In vielen Aquarien steht genug CO2 auf natürlichem Weg zur Verfügung und eine CO2-Düngung ist überflüssig.

Vereinfacht gesagt:
  • Wenn durch die Atmung der Fische und Filterbakterien nicht genug CO2 entsteht, kümmern die Pflanzen. Dagegen kann eine Düngung mit CO2 helfen.

Inbetriebnahme einer CO2 Anlage

Bei der Inbetriebnahme einer CO2-Anlage darf der CO2-Gehalt des Wassers nicht in kurzer Zeit auf vermeintliche Optimalwerte angehoben werden.
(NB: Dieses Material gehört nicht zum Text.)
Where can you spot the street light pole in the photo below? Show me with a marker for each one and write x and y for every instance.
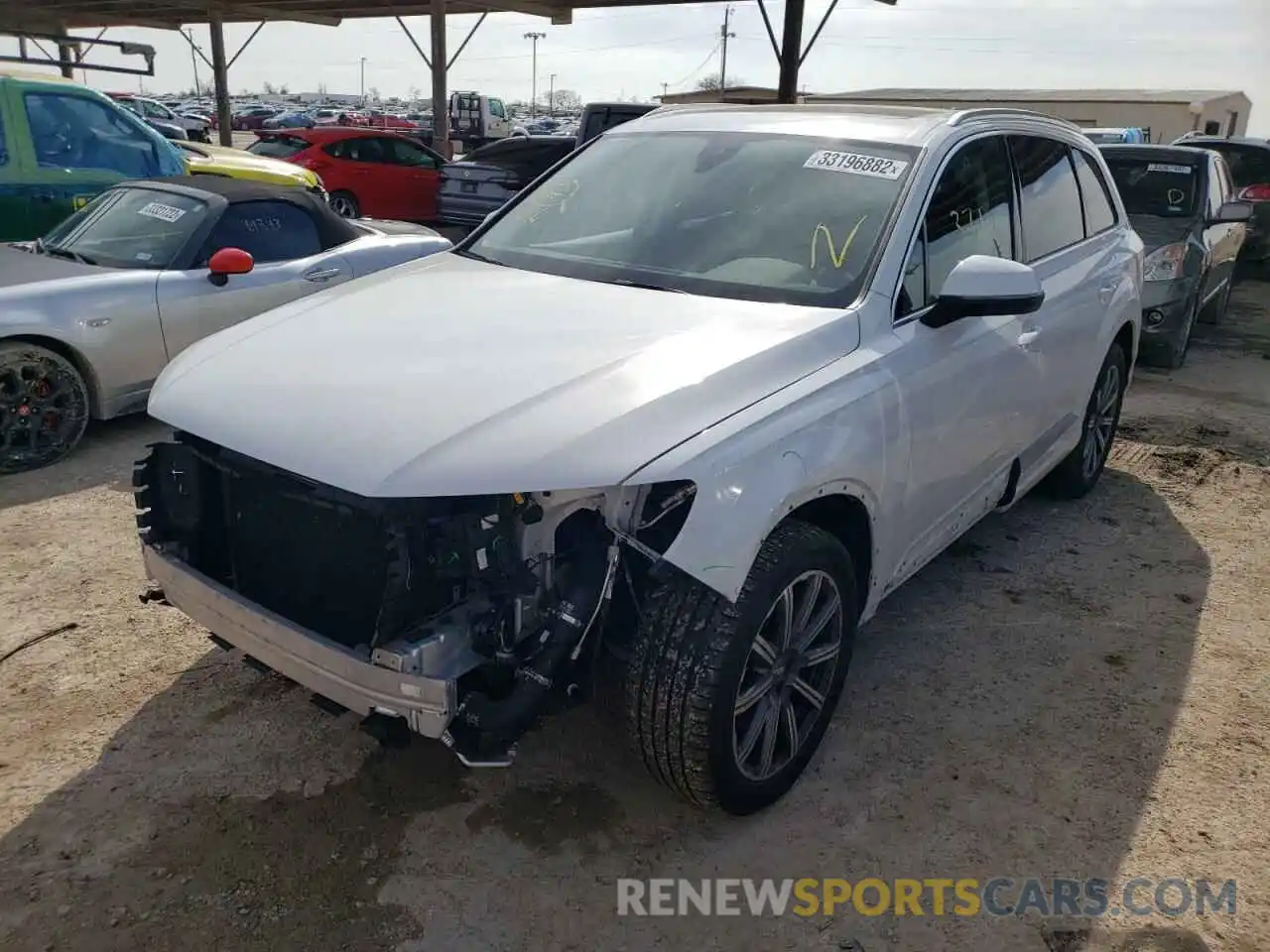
(534, 81)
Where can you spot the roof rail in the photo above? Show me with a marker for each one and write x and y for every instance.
(982, 112)
(79, 44)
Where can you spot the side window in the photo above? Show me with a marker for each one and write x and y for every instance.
(72, 131)
(969, 213)
(1052, 216)
(270, 231)
(1098, 208)
(402, 153)
(1215, 190)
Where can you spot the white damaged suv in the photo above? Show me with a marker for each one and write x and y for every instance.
(670, 425)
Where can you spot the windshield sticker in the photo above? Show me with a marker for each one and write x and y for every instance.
(835, 258)
(853, 164)
(160, 211)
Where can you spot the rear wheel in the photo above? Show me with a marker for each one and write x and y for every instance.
(344, 204)
(728, 702)
(44, 408)
(1080, 468)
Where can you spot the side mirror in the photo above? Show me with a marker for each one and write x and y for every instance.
(226, 262)
(1232, 213)
(982, 286)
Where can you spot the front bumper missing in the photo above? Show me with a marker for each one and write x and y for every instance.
(331, 670)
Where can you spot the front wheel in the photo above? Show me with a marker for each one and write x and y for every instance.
(44, 408)
(728, 702)
(1080, 468)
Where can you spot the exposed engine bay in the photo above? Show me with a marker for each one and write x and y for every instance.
(504, 602)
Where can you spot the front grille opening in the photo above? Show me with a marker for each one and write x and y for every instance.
(358, 571)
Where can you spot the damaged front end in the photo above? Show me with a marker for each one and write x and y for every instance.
(462, 619)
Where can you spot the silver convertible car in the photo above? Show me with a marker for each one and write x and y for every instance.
(93, 311)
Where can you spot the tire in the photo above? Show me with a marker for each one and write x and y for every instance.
(44, 408)
(697, 656)
(1080, 468)
(344, 203)
(1215, 311)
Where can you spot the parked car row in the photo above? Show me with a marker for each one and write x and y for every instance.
(93, 309)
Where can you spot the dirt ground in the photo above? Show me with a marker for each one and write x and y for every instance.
(1074, 689)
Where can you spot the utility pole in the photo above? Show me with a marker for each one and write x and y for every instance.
(534, 81)
(722, 59)
(193, 61)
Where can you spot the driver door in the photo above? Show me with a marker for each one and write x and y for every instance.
(290, 263)
(962, 386)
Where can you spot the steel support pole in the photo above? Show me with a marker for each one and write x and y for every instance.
(792, 53)
(221, 80)
(440, 98)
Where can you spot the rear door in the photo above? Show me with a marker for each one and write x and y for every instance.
(290, 263)
(1079, 277)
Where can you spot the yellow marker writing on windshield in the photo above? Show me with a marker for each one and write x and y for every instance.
(837, 258)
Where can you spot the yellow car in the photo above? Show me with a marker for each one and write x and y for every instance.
(203, 159)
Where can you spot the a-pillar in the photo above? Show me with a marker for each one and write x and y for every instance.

Fische, die bei niedriger CO2-Konzentration gehalten wurden, haben sich an diese Konzentration angepasst. Wird der CO2-Gehalt zu schnell erhöht, verstärkt der Anpassungsmechanismus die Wirkung des CO2-Anstiegs noch verstärkt.

Hauptsächlich betroffen sind die Nierenfunktionen und Feineinstellungen beim Sauerstofftransport im Blut. Störungen wirken also auf die Sauerstoffversorgung, die Säure-Basen-Regulation und den Elektrolythaushalt in den Fischen.

Weil viele andere Abläufe im Körper der Fische an diese Funktionen gebunden sind, bereiten schnelle Veränderungen des CO2-Wertes Probleme, die weit über Atemnot hinausgehen. Dies trifft besonders dann zu, wenn der Fisch sich zuvor an einen CO2-Mangel im Wasser angepasst hat.

Wenn eine CO2-Anlage in Betrieb genommen wird, muss folgendes beachtet werden:

  • pH-Wert und Karbonathärte müssen möglichst genau gemessen werden.
  • Die aktuelle CO2-Konzentration wird aus pH-Wert und Karbonathärte berechnet.
  • Es wird berechnet, wie hoch der pH-Wert bei ca. 15 mg/Liter CO2 sein muss.
  • Die CO2-Zufuhr wird langsam erhöht. Dabei werden Fische und pH-Wert genau beobachtet.

Sogar mit Hefegärung und uneffektiver CO2-Einleitung lassen sich innerhalb weniger Stunden CO2-Werte über 30 mg/l erreichen. Fische sind dann in höchster Gefahr.

Bei der endgültigen Einstellung des CO2-Gehaltes sollte man sich nicht an Empfehlungen von Herstellern und Buchautoren orientieren. Besser beobachtet man Fische und Pflanzenwuchs.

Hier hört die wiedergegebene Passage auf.